(23)君死にたまふことなかれ
「門松は冥土の旅の一里塚、めで度くもありめで度くも無し」とは一休和尚の有名な言だ。正月だからといって浮かれてばかりはいられない。様々なアンケート調査を見ても決して世の中は良い方向に進んでいると考えている人は少ない。 いつのまにか戦争を知らない世代が盛んに憲法改正を策動する。「アメリカの押しつけ憲法」だとか「国際貢献」だとかもっともそうな理由をつけているが、先の大戦で官民合わせて200万人以上の尊い命と引き替えに得た事を忘れているのではないか。 国際平和を唱えながら、今、この瞬間も海外派兵された自衛隊は戦地にある。イラク派兵に賛否両論があるのはわかる。実態を知りたければほんの数時間滞在する観光旅行ではなく、最悪の事態が起これば自分が殺されるか、イラク国民を殺す心配に悩みながら銃を構える自衛官たちと一夜を過ごしてみるべきだろう。 兵隊は政治家の玩具ではない。 「殺すな、殺されるな」創立から50年、その間一度も実戦を経験してこなかったを自衛隊は誇りにすべきだと思う。戦地にある同期たちを思いながら与謝野晶子のあまりにも有名な詩を紹介したい。

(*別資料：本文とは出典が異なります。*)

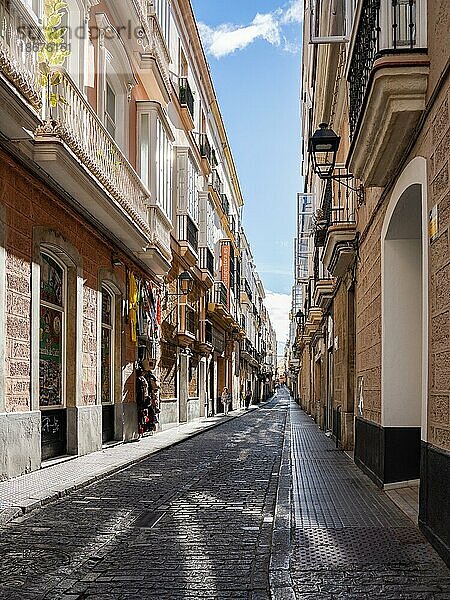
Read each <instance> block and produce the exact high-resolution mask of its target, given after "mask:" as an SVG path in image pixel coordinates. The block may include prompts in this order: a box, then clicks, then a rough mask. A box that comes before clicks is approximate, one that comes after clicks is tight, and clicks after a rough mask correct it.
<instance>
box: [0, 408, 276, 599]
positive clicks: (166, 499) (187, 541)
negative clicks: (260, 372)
mask: <svg viewBox="0 0 450 600" xmlns="http://www.w3.org/2000/svg"><path fill="white" fill-rule="evenodd" d="M287 409H288V404H287V402H284V403H277V402H276V401H275V402H273V403H272V404H268V405H265V406H264V407H261V408H260V409H259V410H257V411H251V412H249V413H248V414H246V415H244V416H242V417H241V418H239V419H235V420H232V421H228V422H226V423H224V424H223V425H221V426H218V427H216V428H215V429H211V430H208V431H206V432H204V433H202V434H201V435H199V436H197V437H195V438H192V439H189V440H187V441H185V442H183V443H182V444H179V445H177V446H175V447H172V448H169V449H167V450H163V451H161V452H159V453H157V454H154V455H153V456H151V457H149V458H148V459H146V460H143V461H140V462H139V463H138V464H136V465H134V466H132V467H129V468H127V469H125V470H123V471H120V472H117V473H115V474H113V475H112V476H111V477H108V478H106V479H103V480H102V481H100V482H96V483H94V484H92V485H90V486H89V487H87V488H84V489H83V490H79V491H77V492H74V493H73V494H71V495H70V496H68V497H66V498H63V499H60V500H58V501H56V502H55V503H53V504H50V505H47V506H45V507H44V508H42V509H40V510H38V511H35V512H33V513H30V514H28V515H25V516H24V517H21V518H20V519H18V520H16V521H14V522H12V523H9V524H8V525H6V526H5V527H4V528H3V529H2V530H1V533H0V557H1V558H0V599H1V600H4V599H5V600H6V599H8V600H28V599H33V600H34V599H44V598H45V599H46V600H56V599H65V600H69V599H70V600H84V599H91V598H92V599H95V600H113V599H120V600H131V599H139V600H142V599H146V598H158V599H160V600H164V599H171V600H172V599H173V600H177V599H191V598H199V599H201V598H224V599H225V598H239V599H248V600H268V599H269V597H270V596H269V592H268V587H269V583H268V571H269V559H270V550H271V536H272V527H273V515H274V510H275V501H276V491H277V487H278V478H279V470H280V459H281V448H282V444H283V435H284V428H285V421H286V414H287Z"/></svg>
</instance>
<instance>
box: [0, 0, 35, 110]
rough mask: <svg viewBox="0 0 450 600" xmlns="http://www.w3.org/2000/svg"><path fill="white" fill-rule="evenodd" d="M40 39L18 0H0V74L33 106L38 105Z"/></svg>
mask: <svg viewBox="0 0 450 600" xmlns="http://www.w3.org/2000/svg"><path fill="white" fill-rule="evenodd" d="M43 41H44V40H43V34H42V32H41V31H40V30H39V28H38V26H37V25H36V24H35V23H34V22H33V20H32V18H31V16H30V15H29V14H28V12H27V9H26V8H25V6H24V5H23V3H22V2H20V1H18V0H8V1H4V0H1V1H0V73H2V74H3V75H4V76H5V77H6V78H7V79H8V80H9V81H10V82H11V83H12V84H13V85H14V87H16V88H17V90H18V91H19V92H20V93H21V94H22V95H23V96H24V98H26V99H27V100H28V101H29V102H30V104H31V105H32V106H33V107H34V108H37V109H38V108H40V107H41V105H42V87H41V86H40V84H39V60H38V50H39V49H40V47H41V45H42V43H43Z"/></svg>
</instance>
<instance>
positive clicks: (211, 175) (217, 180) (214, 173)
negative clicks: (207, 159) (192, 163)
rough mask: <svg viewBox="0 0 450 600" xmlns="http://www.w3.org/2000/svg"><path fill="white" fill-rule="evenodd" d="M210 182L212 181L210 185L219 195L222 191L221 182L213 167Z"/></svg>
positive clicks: (221, 182)
mask: <svg viewBox="0 0 450 600" xmlns="http://www.w3.org/2000/svg"><path fill="white" fill-rule="evenodd" d="M211 182H212V186H213V188H214V190H215V191H216V193H217V194H218V195H219V196H221V195H222V193H223V183H222V180H221V179H220V177H219V173H218V172H217V169H213V172H212V174H211Z"/></svg>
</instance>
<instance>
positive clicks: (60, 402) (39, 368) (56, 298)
mask: <svg viewBox="0 0 450 600" xmlns="http://www.w3.org/2000/svg"><path fill="white" fill-rule="evenodd" d="M66 279H67V278H66V270H65V267H64V266H63V265H62V264H61V263H60V262H59V261H58V260H57V259H56V258H54V257H53V256H52V255H51V254H48V253H47V252H42V253H41V284H40V309H39V310H40V326H39V405H40V407H41V408H50V407H61V406H64V405H65V377H64V372H65V344H66Z"/></svg>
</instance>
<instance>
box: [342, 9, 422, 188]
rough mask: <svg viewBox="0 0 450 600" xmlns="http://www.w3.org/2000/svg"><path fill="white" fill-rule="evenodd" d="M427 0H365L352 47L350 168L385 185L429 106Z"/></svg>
mask: <svg viewBox="0 0 450 600" xmlns="http://www.w3.org/2000/svg"><path fill="white" fill-rule="evenodd" d="M425 13H426V0H411V1H410V0H392V2H382V3H381V2H380V0H363V2H362V8H361V13H360V17H359V22H358V24H357V27H356V28H355V30H354V35H353V36H352V42H351V46H350V58H349V64H348V75H347V79H348V82H349V94H350V97H349V111H350V115H349V117H350V135H351V138H352V144H351V148H350V153H349V167H350V170H351V171H352V173H354V174H355V175H356V176H357V177H358V178H359V179H360V180H361V181H362V182H363V183H364V185H365V186H378V187H383V186H385V185H386V183H387V182H388V181H389V178H390V176H391V175H392V172H393V170H394V169H395V166H396V165H397V164H398V161H399V159H400V157H401V156H402V154H403V153H404V152H405V150H406V148H407V146H408V143H409V141H410V139H411V136H412V134H413V132H414V129H415V127H416V125H417V123H418V121H419V118H420V116H421V114H422V112H423V110H424V108H425V95H426V90H427V84H428V71H429V62H428V58H427V54H426V46H427V42H426V23H425V21H426V19H425V17H424V16H423V15H424V14H425Z"/></svg>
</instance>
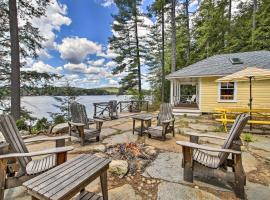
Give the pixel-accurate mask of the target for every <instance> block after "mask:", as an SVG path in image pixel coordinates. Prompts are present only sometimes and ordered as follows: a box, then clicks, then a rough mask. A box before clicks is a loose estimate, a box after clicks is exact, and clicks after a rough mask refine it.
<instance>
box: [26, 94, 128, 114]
mask: <svg viewBox="0 0 270 200" xmlns="http://www.w3.org/2000/svg"><path fill="white" fill-rule="evenodd" d="M129 99H130V96H126V95H119V96H116V95H95V96H78V97H77V101H78V102H79V103H81V104H83V105H85V106H86V112H87V115H88V117H89V118H92V117H93V114H94V106H93V103H98V102H108V101H110V100H117V101H124V100H129ZM55 104H59V102H57V101H56V100H55V99H54V98H53V97H51V96H25V97H22V107H24V108H25V109H26V110H27V111H30V112H31V113H32V114H31V115H32V116H33V117H37V118H42V117H46V118H50V114H49V112H52V113H57V112H60V110H59V109H58V108H56V107H55V106H54V105H55Z"/></svg>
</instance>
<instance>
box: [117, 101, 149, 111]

君死にたまふことなかれ (旅順の攻囲軍にある弟宗七を歎きて)
ああ、弟よ、君を泣く、 君死にたまふことなかれ。 末に生れし君なれば 親のなさけは勝りしも、 親は刄をにぎらせて 人を殺せと教へしや、 人を殺して死ねよとて 廿四までを育てしや。
(中略)
君死にたまふことなかれ。 すめらみことは、戦ひに おほみづからは出でまさね、 互に人の血を流し、 獣の道に死ねよとは、 死ぬるを人の誉れとは、 おほみこころの深ければ、 もとより如何で思されん。